Despite much research into the consequences of maternal stress in the offspring, it remains unclear how the sex-specific effects of maternal psychological stress are transmitted from the mother to the fetus(es). The placenta, as the interface between mother and fetus, is likely to play a key role in maternal programming of fetal development (O'Donnell et al., 2009; Brunton and Russell, 2011; Bronson and Bale, 2016). Indeed, maternal exposure to different stressors affects placental growth and morphology (Hewitt et al., 2006; Walker et al., 2013), metabolism and endocrine function (Mairesse et al., 2007; Fowden et al., 2009; Bonnin et al., 2011; O'Donnell et al., 2012), gene expression (Mairesse et al., 2007; Mueller and Bale, 2008; Gheorghe et al., 2010; Ponder et al., 2011; Jensen Pena et al., 2012; O'Donnell et al., 2012; Howerton et al., 2013) and the epigenetic profile (Jensen Pena et al., 2012; Palma-Gudiel et al., 2018) – characteristics that have been associated with altered fetal neurodevelopment and disease (Hamdan et al., 2009; Howerton et al., 2013; Howerton and Bale, 2014; Green et al., 2015; Perez-Garcia et al., 2018). In addition, growing evidence indicates that excessive oxidative stress is associated with adverse pregnancy outcomes, which in turn may contribute to fetal programming of disease in later life (Rakers et al., 2017). Indeed, we previously showed that using an antioxidant to block the increase in placental oxidative stress induced by maternal hypoxia, prevents abnormal neurobiological changes in the offspring (Phillips et al., 2017). However, it is not yet known whether maternal social stress induces oxidative stress in the mother, placenta and/or fetuses, or what role, if any; this may play in mediating the impact of maternal stress on the offspring's brain and behavior.
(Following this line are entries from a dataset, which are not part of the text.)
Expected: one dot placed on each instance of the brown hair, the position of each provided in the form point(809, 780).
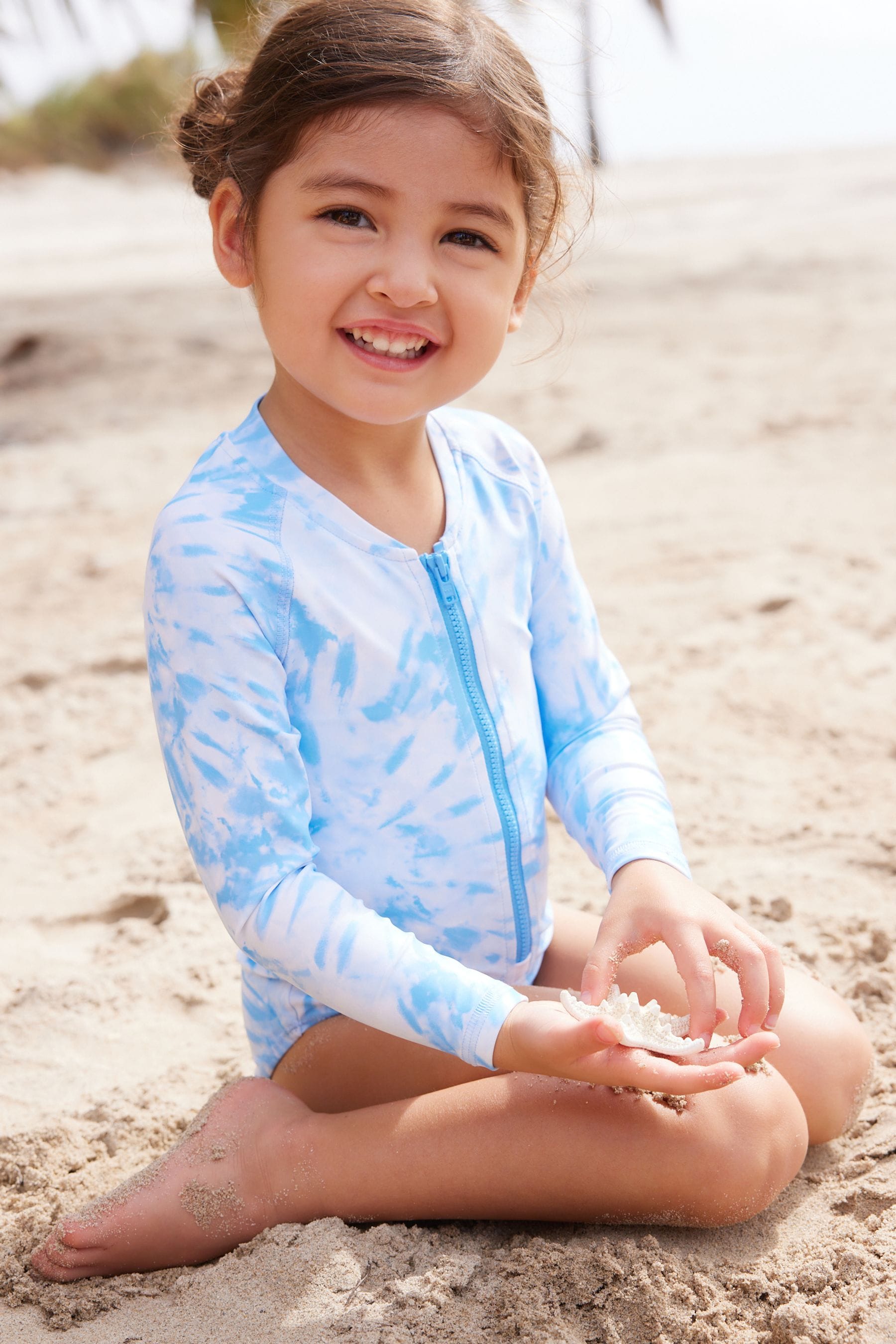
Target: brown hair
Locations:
point(324, 57)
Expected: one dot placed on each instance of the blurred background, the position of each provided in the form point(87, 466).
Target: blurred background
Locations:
point(652, 77)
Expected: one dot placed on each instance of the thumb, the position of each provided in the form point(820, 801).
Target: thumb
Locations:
point(594, 1034)
point(601, 968)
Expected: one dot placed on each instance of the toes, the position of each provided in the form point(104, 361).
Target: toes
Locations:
point(64, 1265)
point(58, 1258)
point(77, 1237)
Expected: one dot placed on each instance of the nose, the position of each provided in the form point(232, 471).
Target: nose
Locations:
point(405, 275)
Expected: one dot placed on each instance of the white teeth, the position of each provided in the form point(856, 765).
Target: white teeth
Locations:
point(398, 347)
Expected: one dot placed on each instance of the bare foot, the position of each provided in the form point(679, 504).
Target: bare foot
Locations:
point(241, 1167)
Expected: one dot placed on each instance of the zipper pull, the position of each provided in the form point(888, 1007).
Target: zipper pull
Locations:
point(443, 566)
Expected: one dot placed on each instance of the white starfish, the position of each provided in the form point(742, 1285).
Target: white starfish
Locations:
point(643, 1024)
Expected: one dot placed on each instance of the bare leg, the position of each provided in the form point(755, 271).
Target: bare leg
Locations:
point(825, 1055)
point(461, 1143)
point(506, 1147)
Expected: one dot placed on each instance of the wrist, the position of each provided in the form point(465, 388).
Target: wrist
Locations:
point(643, 873)
point(506, 1055)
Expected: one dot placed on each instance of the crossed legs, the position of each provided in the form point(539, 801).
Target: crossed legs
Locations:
point(370, 1128)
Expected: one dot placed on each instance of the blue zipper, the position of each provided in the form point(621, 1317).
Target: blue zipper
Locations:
point(440, 571)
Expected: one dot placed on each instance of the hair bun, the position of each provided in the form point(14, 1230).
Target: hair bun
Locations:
point(203, 131)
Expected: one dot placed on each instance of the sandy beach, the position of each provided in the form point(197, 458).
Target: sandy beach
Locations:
point(718, 420)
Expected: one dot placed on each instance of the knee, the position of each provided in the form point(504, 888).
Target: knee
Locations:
point(843, 1066)
point(750, 1147)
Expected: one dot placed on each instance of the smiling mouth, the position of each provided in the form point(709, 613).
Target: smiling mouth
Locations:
point(409, 347)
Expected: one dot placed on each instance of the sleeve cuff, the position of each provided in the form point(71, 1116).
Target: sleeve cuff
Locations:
point(485, 1023)
point(618, 858)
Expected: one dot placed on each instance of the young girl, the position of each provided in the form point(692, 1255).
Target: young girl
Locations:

Therefore, here, using a rodent model of maternal psychosocial stress during pregnancy, we investigated the role of the placenta and oxidative stress in mediating the effects of prenatal stress on the fetus. After first establishing a role for maternal social stress in inducing oxidative stress in the placenta, we tested whether: (i) the sex-specific behavioral effects of maternal social stress are associated with sex-specific neurobiological changes in the offspring's brain, particularly focussing on altered inhibitory GABAergic signalling in the amygdala and hippocampus; (ii) administration of an antioxidant to reduce oxidative stress in the placenta could prevent these behavioral and neurobiological effects of maternal stress in the offspring; and (iii) microRNAs are differentially secreted from the placenta in response to maternal social stress. Our overarching aim was to better understand the factors involved in mediating the changes in the offspring's brain and behavior following maternal social stress exposure in pregnancy.
2. Materials & methods
2.1. Animals
All animal procedures were conducted in accordance with the UK Animals (Scientific Procedures) Act 1986 and the European Directive (2010/63/EU), with institutional approval from the University of Edinburgh Animal Welfare and Ethical Review Body.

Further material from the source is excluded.